19 February 2014

In the last months I participated to the course about Reactive Programming on Coursera. It was a great course, and quite hard too in several parts. I quite liked learning and playing with the Akka Actor System architecture: I appreciated the focus on resilience via supervision strategies, I liked the Actor abstraction and how strongly it resembles OOP in many ways (I would say that is more object oriented than classes in many object oriented languages) and I enjoyed the possibility to use routers to factor out big processes to many parallel (and possibly distributed) actors.

During one of the exercises, while trying to use the ask pattern in a distributed system with faulty communication I ended up writing a small reusable snippet of code that allows retrying the same communication a specified number of times before failing in case of timeout in receiving the response as follows:

val f: Future[Any] = target.askretry(message, nOfAttempts, attemptsRate)

But let’s start with a brief introduction to the ask pattern…

About actor communication

Actor communication is usually asynchronous and thus unconfirmed; a message is usually sent by an actor as follows:

// Using the operator !
target ! message
// Not using the ! operator
target.tell(message)

At this point the running actor doesn’t have any clue on whether or not the message will be delivered or processed. The good thing is that it doesn’t have to block either and it can proceed to doing other things (e.g. serving the next message). This is all fine until you consider some real-life use cases where you want an answer to be actually delivered to the running actor.

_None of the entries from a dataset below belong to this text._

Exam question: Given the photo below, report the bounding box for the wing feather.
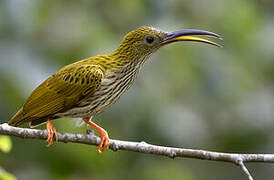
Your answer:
[9,65,103,125]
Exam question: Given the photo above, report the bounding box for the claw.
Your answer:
[96,131,109,154]
[47,119,58,147]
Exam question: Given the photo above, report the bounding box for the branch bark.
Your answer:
[0,123,274,180]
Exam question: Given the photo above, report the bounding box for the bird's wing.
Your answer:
[23,65,103,118]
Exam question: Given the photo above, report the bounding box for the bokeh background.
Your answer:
[0,0,274,180]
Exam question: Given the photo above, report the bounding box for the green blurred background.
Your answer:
[0,0,274,180]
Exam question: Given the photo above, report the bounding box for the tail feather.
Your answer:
[8,108,25,127]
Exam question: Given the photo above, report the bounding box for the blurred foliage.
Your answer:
[0,168,16,180]
[0,136,16,180]
[0,0,274,180]
[0,136,12,153]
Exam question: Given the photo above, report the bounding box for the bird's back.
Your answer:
[8,57,103,126]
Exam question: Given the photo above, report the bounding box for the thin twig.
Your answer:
[238,160,253,180]
[0,123,274,180]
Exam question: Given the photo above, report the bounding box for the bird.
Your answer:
[8,26,221,153]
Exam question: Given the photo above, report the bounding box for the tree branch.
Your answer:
[0,123,274,180]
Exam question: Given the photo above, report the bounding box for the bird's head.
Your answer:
[114,26,221,62]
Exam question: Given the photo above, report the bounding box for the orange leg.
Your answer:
[47,119,58,147]
[83,118,109,154]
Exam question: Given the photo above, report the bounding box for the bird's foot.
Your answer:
[83,118,109,154]
[96,128,109,154]
[47,119,58,147]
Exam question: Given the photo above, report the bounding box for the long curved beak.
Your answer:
[161,29,222,47]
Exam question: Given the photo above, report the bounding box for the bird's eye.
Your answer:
[146,36,154,44]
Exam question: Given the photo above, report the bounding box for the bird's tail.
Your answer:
[8,108,25,127]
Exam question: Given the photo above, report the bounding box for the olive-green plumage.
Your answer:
[8,26,218,129]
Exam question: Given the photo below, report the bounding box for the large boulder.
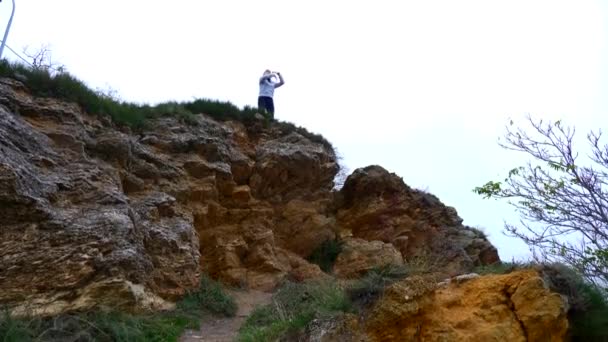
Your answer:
[336,166,499,275]
[298,270,568,342]
[333,238,403,279]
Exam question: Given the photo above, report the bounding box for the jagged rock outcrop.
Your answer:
[0,79,504,314]
[337,166,499,275]
[299,270,568,342]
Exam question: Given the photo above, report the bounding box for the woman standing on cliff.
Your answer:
[258,70,285,119]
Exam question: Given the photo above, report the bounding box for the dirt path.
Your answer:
[180,290,272,342]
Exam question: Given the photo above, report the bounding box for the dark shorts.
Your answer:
[258,96,274,116]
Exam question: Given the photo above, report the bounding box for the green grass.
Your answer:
[475,262,608,341]
[346,265,411,307]
[0,276,236,342]
[473,261,531,275]
[308,240,342,273]
[0,60,333,151]
[237,281,352,342]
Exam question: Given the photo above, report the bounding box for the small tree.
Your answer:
[474,117,608,286]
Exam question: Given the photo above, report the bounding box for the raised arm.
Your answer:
[274,72,285,88]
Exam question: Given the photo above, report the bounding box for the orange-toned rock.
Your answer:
[337,166,499,275]
[365,270,568,342]
[333,238,403,278]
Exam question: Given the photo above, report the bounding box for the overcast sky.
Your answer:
[0,0,608,260]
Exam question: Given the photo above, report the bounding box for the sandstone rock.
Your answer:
[333,238,403,278]
[365,270,568,341]
[0,75,506,324]
[249,132,338,203]
[274,200,336,258]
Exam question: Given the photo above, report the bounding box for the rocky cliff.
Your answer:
[0,79,568,340]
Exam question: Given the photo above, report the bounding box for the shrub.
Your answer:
[178,275,237,317]
[308,240,342,273]
[0,60,257,128]
[538,263,608,341]
[474,117,608,286]
[473,261,531,275]
[0,276,236,342]
[346,264,411,306]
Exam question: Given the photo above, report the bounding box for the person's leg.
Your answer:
[258,96,267,114]
[266,97,274,119]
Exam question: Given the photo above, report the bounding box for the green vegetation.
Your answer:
[177,274,238,317]
[0,60,333,151]
[308,240,342,273]
[346,265,412,307]
[238,281,351,342]
[0,60,257,128]
[0,276,236,342]
[473,117,608,287]
[475,262,608,341]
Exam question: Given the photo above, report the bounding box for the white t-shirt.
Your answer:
[260,75,275,97]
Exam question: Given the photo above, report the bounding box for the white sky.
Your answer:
[0,0,608,260]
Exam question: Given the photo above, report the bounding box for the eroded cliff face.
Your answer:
[300,270,568,342]
[0,79,498,314]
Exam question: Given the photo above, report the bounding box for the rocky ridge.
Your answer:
[0,79,568,342]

An example scenario could be one where you have a CalculatorActor which does some long computation and a ClientActor who is asking for the computation and interested in its result. It could be possible to model this scenario by storing in the client actor the identifiers of all messages that need an answer and have the calculator send results for the calculations along with the message identifiers. This is not too hard to implement but there is a lot of ceremony involved for a quite common scenario, so Akka designers provided an implementation of this pattern in their library.

Enter the ask pattern

Let’s imagine we have the scenario above and let’s write an incredibly powerful calculator actor:

case class Calculate(id: Int, x: Int, y: Int)
case class Result(id: Int, res: Int)

class CalculatorActor(target: ActorRef) extends Actor {
  def receive: Actor.Receive = {
    case Calculate(id: Int, x: Int, y: Int) => sender ! Result(id, x + y)
  }
}

Surprisingly enough this will accept messages encapsulating two integers and return at a certain point in the future a result that contains their sum. A client of this will at some point ask for some data by doing something like:

// As an actor attribute
var pendingCalcs = Map.empty[Int, Calculate]

// In the receive
val id = ... // generate an unique id for the calculation
val x, y = ... // some values we need to sum

val msg = Calculate(id, x, y)
pendingCalcs = pendingCalcs + msg // Store the pending request somewhere
calculatorRef ! msg

Since there is no guarantee of when the response is going to come from the CalculatorActor we are forced here in storing the message in a structure (e.g. a map) and update it when receiving the result:

// ...
case Result(id, res) =>
  pendingCalcs.get(id) match {
    case Some(_, x, y) => println(s"$x + $y = $res")
    case None => ... // Some error reporting to notify the unexpected message
  }

This could work, but the machinery is tedious and we are forced into using mutable state; the solution provided by the creators of Akka is the ask pattern. It is enabled by importing akka.pattern.ask into scope and it works in the client code as follows:

// We need an implicit timeout for the response to come back
implcit val to = Timeout(1.seconds)
// We also need an execution context, we can use the actor system dispatcher
implicit val ec = context.system.dispatcher

val id = ... // generate an unique id for the calculation
val x, y = ... // some values we need to sum

val f = (calculatorRef ? Calculate(id, x, y)).mapTo[Result]
// same as val f = calculatorRef.ask(Calculate(id, x, y)).mapTo[Result]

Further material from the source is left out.